He cursed himself for bringing this up. "She was holding something over me. I didn't have a choice in our … relationship."
She balled her hands into fists, fury pinching her features. "You're telling me that she's an attempted murderer and what, a freaking rapist and she's still walking around free as the mayor? What the actual hell, Graham?"
He gritted his teeth at the word. He never liked to think about what had happened, not here and not in the old world. He'd never named it, for certain. It was better pushed out of his mind, not dwelled upon. He was happy now. But the word flashed with memories, things he thought he'd buried enough to only see in nightmares. "Just know she's not going to be contended with. Not alone, Maggie."
She huffed in disbelief, snapping to her feet in an instant before pacing the length of the room. "She's got some damn cockiness if she thinks she'll get away with this."
"She has gotten away with it, Maggie. All the times before … the … town just lets her," he spat. It wasn't until then that he truly felt those bitter feelings come forward. The royals should have put an end to her reign and her freedom, if not her life, decades ago.
She turned to him, her face painted in frustration and such rage that it was almost alarming. "Did you get to trial?" she asked.
Of course she was thinking in real-world terms. No, there had been no trial. There had barely been a second thought for his death, let alone anything else. "I left right after it happened," he said carefully.
She seethed, fist hitting the wood of the dresser before she started for the door.
"Maggie, where are you going?"
She stopped. "Me? I'm going to make a goddamn citizen's arrest, is what I'm doing."
He jumped to his feet and grabbed her wrist. "No. You're not listening. I didn't tell you this so you could do something. I'm telling you this so you know not to do something hasty, Magdalena."
She wrinkled her nose, her eyes still hard. "This is a simple case, Graham. I can make the arrest now, wait for the sheriff or even call staties if all else fails. She can't just be walking around like nothing happened. I won't sit around and do nothing."

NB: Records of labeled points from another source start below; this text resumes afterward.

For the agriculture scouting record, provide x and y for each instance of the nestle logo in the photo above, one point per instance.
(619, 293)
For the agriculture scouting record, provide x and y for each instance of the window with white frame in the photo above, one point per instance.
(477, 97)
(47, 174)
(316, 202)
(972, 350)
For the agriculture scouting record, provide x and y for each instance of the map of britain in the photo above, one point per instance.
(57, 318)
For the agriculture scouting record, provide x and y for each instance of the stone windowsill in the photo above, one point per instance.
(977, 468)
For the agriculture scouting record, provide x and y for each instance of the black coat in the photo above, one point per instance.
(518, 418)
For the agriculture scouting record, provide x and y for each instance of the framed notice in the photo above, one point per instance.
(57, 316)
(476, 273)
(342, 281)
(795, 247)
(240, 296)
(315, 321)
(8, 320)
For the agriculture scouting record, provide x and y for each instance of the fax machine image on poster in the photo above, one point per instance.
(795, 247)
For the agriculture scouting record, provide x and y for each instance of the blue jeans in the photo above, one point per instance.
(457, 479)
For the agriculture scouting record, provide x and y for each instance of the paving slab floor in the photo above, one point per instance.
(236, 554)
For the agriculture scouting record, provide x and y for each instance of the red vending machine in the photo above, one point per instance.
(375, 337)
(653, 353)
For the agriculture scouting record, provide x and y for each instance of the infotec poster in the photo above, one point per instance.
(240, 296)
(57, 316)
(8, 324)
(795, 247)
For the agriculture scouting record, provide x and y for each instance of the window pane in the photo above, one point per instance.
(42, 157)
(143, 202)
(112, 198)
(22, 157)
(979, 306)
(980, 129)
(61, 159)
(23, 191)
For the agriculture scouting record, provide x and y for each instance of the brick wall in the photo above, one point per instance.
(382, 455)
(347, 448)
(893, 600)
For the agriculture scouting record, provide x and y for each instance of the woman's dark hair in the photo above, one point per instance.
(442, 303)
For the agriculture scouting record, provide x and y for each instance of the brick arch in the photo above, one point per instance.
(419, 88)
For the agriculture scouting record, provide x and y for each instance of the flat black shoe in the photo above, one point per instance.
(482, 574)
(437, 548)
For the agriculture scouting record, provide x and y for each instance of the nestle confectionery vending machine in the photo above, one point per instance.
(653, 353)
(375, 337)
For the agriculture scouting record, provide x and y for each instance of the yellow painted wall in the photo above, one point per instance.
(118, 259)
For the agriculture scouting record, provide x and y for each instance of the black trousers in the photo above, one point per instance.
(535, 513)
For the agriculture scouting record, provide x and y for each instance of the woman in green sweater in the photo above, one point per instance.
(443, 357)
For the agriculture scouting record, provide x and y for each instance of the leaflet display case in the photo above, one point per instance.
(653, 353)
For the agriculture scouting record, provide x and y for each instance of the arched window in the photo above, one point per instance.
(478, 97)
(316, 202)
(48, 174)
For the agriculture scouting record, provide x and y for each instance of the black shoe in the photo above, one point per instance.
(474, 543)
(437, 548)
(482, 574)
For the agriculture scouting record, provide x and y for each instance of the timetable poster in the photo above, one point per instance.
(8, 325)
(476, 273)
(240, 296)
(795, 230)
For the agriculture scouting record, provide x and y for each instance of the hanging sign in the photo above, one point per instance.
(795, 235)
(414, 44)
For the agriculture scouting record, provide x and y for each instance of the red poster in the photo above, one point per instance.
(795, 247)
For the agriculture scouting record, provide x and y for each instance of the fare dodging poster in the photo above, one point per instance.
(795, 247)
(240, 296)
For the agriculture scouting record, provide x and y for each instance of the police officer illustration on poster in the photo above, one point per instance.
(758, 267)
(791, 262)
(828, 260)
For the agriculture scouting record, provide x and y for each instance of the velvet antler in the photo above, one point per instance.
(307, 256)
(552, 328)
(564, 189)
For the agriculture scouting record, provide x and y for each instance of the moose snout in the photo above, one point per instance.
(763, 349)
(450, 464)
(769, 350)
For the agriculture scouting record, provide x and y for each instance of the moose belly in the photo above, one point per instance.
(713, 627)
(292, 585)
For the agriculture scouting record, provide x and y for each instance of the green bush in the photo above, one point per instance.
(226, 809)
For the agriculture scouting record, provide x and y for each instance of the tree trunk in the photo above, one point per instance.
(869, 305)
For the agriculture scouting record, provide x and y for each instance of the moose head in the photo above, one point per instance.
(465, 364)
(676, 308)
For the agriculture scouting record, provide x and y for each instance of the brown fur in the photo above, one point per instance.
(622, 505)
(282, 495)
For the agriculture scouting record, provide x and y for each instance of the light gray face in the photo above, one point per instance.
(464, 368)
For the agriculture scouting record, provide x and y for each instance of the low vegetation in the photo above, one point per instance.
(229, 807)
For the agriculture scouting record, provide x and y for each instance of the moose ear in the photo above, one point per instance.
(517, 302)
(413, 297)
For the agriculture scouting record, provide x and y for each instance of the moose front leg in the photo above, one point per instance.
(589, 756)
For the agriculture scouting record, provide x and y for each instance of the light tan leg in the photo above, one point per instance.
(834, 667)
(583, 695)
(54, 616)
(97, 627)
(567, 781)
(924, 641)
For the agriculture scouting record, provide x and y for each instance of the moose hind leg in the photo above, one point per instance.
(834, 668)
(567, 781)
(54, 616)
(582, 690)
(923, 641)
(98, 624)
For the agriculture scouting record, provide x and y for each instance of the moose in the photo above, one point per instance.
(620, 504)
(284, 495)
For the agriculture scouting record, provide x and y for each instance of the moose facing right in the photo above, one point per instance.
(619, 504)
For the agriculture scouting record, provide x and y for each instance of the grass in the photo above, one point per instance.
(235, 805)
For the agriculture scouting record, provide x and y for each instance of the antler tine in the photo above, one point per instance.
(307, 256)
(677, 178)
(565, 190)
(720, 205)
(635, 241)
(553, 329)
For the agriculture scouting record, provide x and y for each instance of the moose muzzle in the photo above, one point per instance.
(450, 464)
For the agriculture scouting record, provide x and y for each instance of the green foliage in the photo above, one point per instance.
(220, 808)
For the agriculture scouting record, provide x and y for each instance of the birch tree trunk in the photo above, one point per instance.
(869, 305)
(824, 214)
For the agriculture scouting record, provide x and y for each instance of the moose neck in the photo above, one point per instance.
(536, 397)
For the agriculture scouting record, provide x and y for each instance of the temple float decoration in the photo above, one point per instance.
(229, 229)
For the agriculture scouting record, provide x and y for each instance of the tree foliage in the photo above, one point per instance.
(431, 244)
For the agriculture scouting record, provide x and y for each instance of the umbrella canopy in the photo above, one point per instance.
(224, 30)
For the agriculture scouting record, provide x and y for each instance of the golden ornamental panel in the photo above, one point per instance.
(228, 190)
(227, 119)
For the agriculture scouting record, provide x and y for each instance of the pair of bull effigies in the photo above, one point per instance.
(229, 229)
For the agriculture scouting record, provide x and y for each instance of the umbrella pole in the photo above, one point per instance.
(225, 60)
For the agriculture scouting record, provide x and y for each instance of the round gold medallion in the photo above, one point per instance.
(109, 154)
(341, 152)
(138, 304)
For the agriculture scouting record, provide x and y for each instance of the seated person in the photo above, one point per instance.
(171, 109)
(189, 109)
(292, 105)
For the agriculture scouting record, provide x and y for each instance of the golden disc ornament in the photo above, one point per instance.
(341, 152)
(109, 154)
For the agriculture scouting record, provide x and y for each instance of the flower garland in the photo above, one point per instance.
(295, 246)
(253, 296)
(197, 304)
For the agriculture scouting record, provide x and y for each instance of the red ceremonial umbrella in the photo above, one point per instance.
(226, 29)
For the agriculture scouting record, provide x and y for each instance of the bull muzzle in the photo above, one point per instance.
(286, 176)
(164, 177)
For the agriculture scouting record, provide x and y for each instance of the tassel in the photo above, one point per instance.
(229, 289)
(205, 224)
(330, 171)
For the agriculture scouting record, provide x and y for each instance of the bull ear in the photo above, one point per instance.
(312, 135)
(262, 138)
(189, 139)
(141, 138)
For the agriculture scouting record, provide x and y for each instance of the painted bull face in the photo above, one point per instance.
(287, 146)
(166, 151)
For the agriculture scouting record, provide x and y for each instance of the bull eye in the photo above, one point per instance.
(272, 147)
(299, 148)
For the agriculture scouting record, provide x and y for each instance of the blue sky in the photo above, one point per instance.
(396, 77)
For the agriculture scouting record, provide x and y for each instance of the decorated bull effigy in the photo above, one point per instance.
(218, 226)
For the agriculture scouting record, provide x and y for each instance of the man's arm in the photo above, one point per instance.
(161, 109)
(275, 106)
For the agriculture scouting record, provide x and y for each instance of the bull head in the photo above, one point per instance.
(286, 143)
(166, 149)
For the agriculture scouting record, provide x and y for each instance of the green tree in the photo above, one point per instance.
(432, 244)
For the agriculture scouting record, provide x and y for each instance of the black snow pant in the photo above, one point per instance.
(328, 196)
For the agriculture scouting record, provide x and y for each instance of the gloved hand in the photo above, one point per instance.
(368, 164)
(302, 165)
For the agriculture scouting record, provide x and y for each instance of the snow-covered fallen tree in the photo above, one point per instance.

He took a deep breath and met her eye straight on. "No, it's not an easy case. I don't care about what happened to me, okay? As long as she stays far away, I really don't care. What I care about is Henry and Emma. I need to keep them safe, and part of that is making sure I'm not causing her to act."
She raised her chin. "Getting her behind bars would go a long ways toward that end," she advised.
His lashes flicked across his cheeks as he considered that. "Yes, maybe. But she'd be out on bail in two seconds and we'd have an even bigger target on our backs. You've seen how she treats the restraining order. I'm not going to risk that."
She ripped away from his grip and began to pace again. "I don't like this," she spat. "I don't like the idea of doing nothing. Let me do something, here."
"Help me keep my family safe," he coaxed. "Help me protect them."
"What I want to do is snap her neck," she fumed.
He raised his brows and gave a small smile. It was good to know the feeling was mutual. "Wouldn't that be easier," he said wryly.
She shook her head. "I can't believe they've let her get away with something like this. If she's that bold, then she couldn't have just targeted you," she mused.
"Truer words," he muttered. "I was just a … a tool. I wasn't the target by any means."
She peered at him from the corner of her eye. "Does that mean you know who was?"
He nodded. "Yes. The sheriff's wife," he said. And his wife, he quietly reminded himself.
She blinked and laughed in exasperation. "Seriously?" she asked, her voice strident. "Does that even make sense?"
He shook his head. "Not even a little, even when you know the story. It's complicated; there's a history, there." His brow furrowed, and he decided one piece of information was fine. "She used to be her stepmother."
"You mean she's actually had kids? One she hated enough to target? And then she wanted, what, a chance to raise more?" she asked, mouth dropping open.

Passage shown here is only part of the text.